Читаем The Historians' History of the World 05 полностью

That same night they entered into negotiations with Antony, and the result appeared next morning, the second after the murder. The senate, summoned to meet, obeyed the call in large numbers. Antony and Dolabella attended in their consular robes, and Cinna resumed his prætorian garb. It was soon apparent that a reconciliation had been effected; for Antony moved that a general amnesty should be granted, and Cicero seconded the motion in an animated speech. It was carried; and Antony next moved that all the acts of the dictator should be recognised as law. He had his own purposes here, but the liberators also saw in the motion an advantage to themselves; for they were actually in possession of some of the chief magistracies, and had received appointments to some of the richest provinces of the empire. This proposal, therefore, was favourably received; but it was adjourned to the next day, together with the important question of Cæsar’s funeral.

CÆSAR’S WILL AND FUNERAL

On the next day, Cæsar’s acts were formally confirmed, and among them his will was declared valid, though its provisions were yet unknown. After this, it was difficult to reject the proposal that the dictator should have a public burial. Old senators remembered the riots that attended the funeral of Clodius, and shook their heads. Cassius opposed it. But Brutus, with imprudent magnanimity, decided in favour of allowing it. To seal the reconciliation, Lepidus entertained Brutus at dinner, and Cassius was feasted by Mark Antony.

The will was immediately made public. Cleopatra was still in Rome, and entertained hopes that the boy Cæsarion would be declared the dictator’s heir, for though he had been married thrice there was no one of his lineage surviving. But Cæsar was too much a Roman, and knew the Romans too well, to be guilty of this folly. Young C. Octavius was declared his heir. C. Octavius was the son of his niece Atia, and therefore his grand-nephew. He was born, as we have noted, in the memorable year of Catiline’s conspiracy, and was now in his nineteenth year. From the time that he had assumed the garb of manhood his health had been too delicate for military service. Notwithstanding this, he had ventured to demand the mastership of the horse from his uncle. But he was quietly refused, and sent to take his first lessons in the art of war at Apollonia, where a large and well-equipped army had been assembled.

SPEECH OF ANTONY OVER CÆSAR’S BODY

Legacies were left to all Cæsar’s supposed friends, among whom were several of those who had assassinated him. His noble gardens beyond the Tiber were devised to the use of the public, and every Roman citizen was to receive a donation of three hundred sesterces (between £2 and £3). The effect of this recital was electric. Devotion to the memory of the dictator and hatred for his murderers at once filled every breast.

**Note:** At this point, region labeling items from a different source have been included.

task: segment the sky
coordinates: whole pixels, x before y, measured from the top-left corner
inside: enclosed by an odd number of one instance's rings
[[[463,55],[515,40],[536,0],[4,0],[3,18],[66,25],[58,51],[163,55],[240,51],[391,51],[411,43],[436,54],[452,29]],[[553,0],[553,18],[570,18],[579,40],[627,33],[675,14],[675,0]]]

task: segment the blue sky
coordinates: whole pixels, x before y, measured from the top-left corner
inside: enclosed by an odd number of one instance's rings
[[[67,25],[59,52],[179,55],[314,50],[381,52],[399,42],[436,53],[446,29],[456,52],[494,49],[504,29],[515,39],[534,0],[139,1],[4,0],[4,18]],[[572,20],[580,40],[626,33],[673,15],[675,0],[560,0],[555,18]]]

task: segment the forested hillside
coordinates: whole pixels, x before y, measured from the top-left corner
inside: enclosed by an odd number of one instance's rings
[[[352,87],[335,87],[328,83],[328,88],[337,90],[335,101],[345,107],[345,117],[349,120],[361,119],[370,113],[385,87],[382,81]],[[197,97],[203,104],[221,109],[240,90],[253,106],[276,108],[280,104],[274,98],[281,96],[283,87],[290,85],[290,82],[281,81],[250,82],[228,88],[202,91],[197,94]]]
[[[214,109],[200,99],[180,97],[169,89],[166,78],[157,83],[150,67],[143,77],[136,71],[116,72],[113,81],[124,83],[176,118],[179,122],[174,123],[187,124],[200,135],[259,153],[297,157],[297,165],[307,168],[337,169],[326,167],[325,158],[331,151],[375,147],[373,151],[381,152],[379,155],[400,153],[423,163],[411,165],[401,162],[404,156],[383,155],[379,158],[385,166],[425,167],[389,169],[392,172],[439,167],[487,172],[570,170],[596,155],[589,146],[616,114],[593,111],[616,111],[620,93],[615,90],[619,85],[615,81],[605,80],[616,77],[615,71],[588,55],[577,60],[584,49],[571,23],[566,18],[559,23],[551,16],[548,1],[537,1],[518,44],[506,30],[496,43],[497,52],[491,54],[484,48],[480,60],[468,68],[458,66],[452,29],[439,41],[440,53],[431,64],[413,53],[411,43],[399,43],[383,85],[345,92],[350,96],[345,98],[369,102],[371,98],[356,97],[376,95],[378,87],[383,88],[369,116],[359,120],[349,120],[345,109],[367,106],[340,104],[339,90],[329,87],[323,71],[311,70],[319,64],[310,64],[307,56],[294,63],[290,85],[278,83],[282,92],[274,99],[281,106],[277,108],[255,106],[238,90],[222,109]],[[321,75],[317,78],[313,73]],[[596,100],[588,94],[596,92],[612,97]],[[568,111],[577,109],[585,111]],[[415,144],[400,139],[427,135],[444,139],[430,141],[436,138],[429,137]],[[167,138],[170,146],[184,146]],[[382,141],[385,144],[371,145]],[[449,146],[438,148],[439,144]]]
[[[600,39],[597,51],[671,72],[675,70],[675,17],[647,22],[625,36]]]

Two or three days after this followed the funeral. The body was to be burned and the ashes deposited in the Campus Martius near the tomb of his daughter Julia. But it was first brought into the Forum upon a bier inlaid with ivory and covered with rich tapestries, which was carried by men high in rank and office. There Antony, as consul, rose to pronounce the funeral oration. He ran through the chief acts of Cæsar’s life, recited his will, and then spoke of the death which had rewarded him. To make this more vividly present to the excitable Italians, he displayed a waxen image marked with the three-and-twenty wounds, and produced the very robe which he had worn, all rent and blood-stained. Soul-stirring dirges added to the solemn horror of the scene. But to us the memorable speech which Shakespeare puts into Antony’s mouth will give the liveliest notion of the art used and the impression produced. That impression was instantaneous. The senator friends of the liberators who had attended the ceremony looked on in moody silence. Soon the menacing gestures of the crowd made them look to their safety. They fled; and the multitude insisted on burning the body, as they had burned the body of Clodius, in the sacred precincts of the Forum. Some of the veterans who attended the funeral set fire to the bier; benches and firewood heaped round it soon made a sufficient pile.

From the blazing pyre the crowd rushed, eager for vengeance, to the houses of the conspirators. But all had fled betimes. One poor wretch fell a victim to the fury of the mob—Helvius Cinna, a poet who had devoted his art to the service of the dictator. He was mistaken for L. Cornelius Cinna the prætor, and torn to pieces before the mistake could be explained.[131]